2008年から2018年の“最初の10年”で、Raspberry Piは市場での確固たる地位を築き、産業用途という思いもよらなかったマーケットでの道を開いた。では、“次の10年”はどうなるとUpton氏は考えているのだろうか。
Upton氏は、IoTのトレンドによるRaspberry Piへのニーズの変化を踏まえながら「Raspberry Piの今後については、中期的な視点では、ZigBeeに代表されるIEEE 802.15.4をサポートする必要があると考えている。主要な無線通信規格としてWi-Fi、Bluetooth、そしてIEEE 802.15.4がある。前者2つについては既にサポートしているので、あとはIEEE 802.15.4だろう」と語る。
「10年から15年という長期的な視点で言うと、Raspberry Piをさらに安価に提供していかなければならないだろう。IoTの用途によっては数十米セントなど1米ドルを切ることも必要になるかもしれない。
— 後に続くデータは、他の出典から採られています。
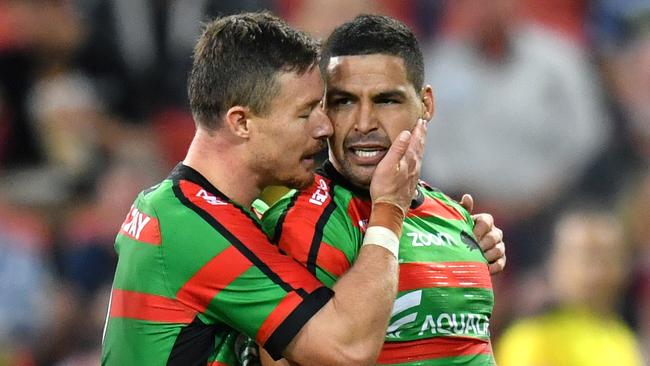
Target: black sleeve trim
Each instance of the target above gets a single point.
(288, 329)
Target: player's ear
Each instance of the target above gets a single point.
(428, 103)
(237, 121)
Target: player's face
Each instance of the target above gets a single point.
(370, 101)
(293, 132)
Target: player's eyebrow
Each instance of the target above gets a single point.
(339, 93)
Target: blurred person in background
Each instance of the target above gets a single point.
(586, 270)
(534, 94)
(635, 206)
(622, 40)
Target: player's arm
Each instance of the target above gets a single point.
(490, 237)
(350, 328)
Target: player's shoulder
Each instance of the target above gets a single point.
(439, 196)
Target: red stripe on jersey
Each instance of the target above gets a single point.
(137, 305)
(243, 228)
(444, 274)
(141, 227)
(332, 259)
(359, 213)
(435, 207)
(432, 348)
(301, 219)
(213, 277)
(277, 316)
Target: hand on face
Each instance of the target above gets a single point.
(396, 176)
(490, 237)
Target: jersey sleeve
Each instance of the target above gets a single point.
(312, 228)
(224, 269)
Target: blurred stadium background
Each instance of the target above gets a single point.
(543, 114)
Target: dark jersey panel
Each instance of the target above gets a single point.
(195, 268)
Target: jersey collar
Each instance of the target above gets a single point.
(184, 172)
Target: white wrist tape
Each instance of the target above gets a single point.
(379, 235)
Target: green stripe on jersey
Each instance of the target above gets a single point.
(137, 342)
(449, 271)
(470, 360)
(443, 312)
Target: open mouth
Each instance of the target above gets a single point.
(366, 155)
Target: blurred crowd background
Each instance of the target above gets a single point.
(542, 113)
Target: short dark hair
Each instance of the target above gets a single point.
(237, 60)
(376, 34)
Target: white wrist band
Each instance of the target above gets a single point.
(379, 235)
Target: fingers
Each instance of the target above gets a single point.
(498, 266)
(483, 224)
(496, 252)
(467, 202)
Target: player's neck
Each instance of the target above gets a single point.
(219, 162)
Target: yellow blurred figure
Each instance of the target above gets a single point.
(586, 270)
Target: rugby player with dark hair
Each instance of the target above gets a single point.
(375, 88)
(194, 265)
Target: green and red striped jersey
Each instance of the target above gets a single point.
(442, 311)
(194, 270)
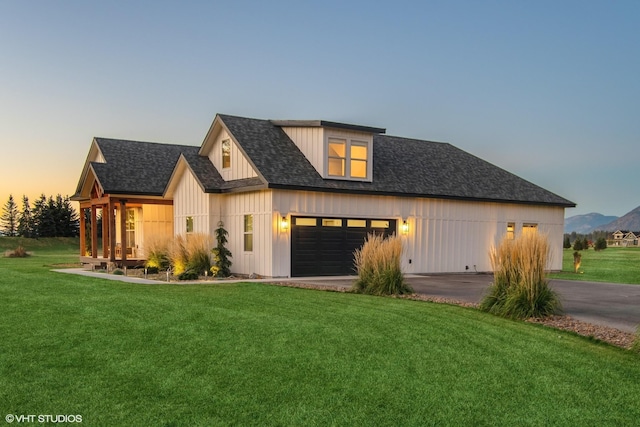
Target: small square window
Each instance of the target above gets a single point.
(529, 229)
(511, 230)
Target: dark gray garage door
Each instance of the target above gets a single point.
(324, 246)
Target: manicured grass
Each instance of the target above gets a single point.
(616, 265)
(254, 354)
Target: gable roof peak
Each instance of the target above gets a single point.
(327, 124)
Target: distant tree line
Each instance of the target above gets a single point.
(48, 217)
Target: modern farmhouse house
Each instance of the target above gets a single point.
(297, 197)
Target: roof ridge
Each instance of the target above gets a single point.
(165, 144)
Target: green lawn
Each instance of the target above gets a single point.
(617, 265)
(254, 354)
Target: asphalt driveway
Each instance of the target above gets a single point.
(607, 304)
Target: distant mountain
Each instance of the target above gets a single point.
(627, 222)
(587, 223)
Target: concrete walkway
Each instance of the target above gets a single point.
(607, 304)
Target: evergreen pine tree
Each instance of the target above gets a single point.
(25, 220)
(221, 255)
(9, 218)
(38, 213)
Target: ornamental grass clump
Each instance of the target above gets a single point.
(178, 254)
(198, 252)
(157, 251)
(520, 289)
(378, 264)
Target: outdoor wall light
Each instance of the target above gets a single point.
(284, 223)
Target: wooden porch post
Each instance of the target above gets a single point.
(105, 231)
(123, 228)
(83, 231)
(112, 231)
(94, 232)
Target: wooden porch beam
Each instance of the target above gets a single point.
(123, 229)
(83, 233)
(112, 232)
(94, 232)
(105, 231)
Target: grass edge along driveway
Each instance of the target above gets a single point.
(120, 353)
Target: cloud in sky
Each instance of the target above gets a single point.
(547, 90)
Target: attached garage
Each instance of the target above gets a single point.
(325, 246)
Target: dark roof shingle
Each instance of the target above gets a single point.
(401, 166)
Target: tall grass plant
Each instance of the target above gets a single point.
(378, 264)
(520, 288)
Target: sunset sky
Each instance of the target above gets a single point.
(549, 90)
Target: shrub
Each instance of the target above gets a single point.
(221, 262)
(188, 275)
(198, 252)
(157, 252)
(520, 289)
(378, 264)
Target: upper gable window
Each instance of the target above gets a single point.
(226, 153)
(348, 158)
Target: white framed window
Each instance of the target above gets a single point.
(529, 228)
(348, 158)
(226, 153)
(337, 157)
(248, 233)
(130, 227)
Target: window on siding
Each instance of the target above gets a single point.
(248, 233)
(337, 157)
(348, 158)
(306, 222)
(330, 222)
(359, 159)
(379, 224)
(529, 229)
(130, 227)
(226, 153)
(511, 230)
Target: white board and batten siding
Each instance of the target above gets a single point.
(258, 204)
(313, 142)
(240, 168)
(190, 201)
(155, 220)
(444, 236)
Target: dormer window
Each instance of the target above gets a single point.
(348, 158)
(226, 153)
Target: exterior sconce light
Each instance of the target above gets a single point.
(284, 223)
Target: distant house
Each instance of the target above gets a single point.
(297, 197)
(625, 238)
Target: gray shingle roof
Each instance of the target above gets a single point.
(401, 166)
(135, 167)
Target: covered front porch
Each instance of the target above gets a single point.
(113, 228)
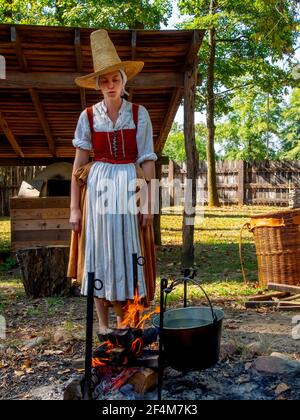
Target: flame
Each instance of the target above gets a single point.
(133, 311)
(103, 360)
(133, 318)
(136, 346)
ただ、現時点では、われわれにとっても販売代理店にとっても幸運なことに、35米ドルの現製品で十分に対応できるIoTのアプリケーションが数多くある」(Upton氏)
Raspberry Piは、もともとの目的である教育用途としても、大きく貢献している。Upton氏は、「われわれの使命は、ケンブリッジ大学でコンピュータプログラミングを学びたいという受験生を増やすことだった」と述べる。実際、前出の図版でも示した通り、出願数は、2008年には250人以下まで減少している。だが、減り続けた出願数が2017年には1100人にまで増加したのだ(入学できるのは、そのうち約90人だという)。
「増加した受験生が実際にRaspberry Piを使ってきたことを示す公式なデータは持ち合わせていない。ただ、ケンブリッジ大学の関係者に取材したところ、面白い傾向が分かった。面接官が受験生に、コンピュータプログラミングを始めるきっかけを尋ねたところ、多くの受験生の答えがRaspberry Piかロボットだったという」(Upton氏)。同氏は、「出願数の減少という問題は、英国の他の大学や、日本を含め他国でもみられる。ケンブリッジ大学以外でも、出願数の回復にRaspberry Piが貢献できればと思っている」と続けた。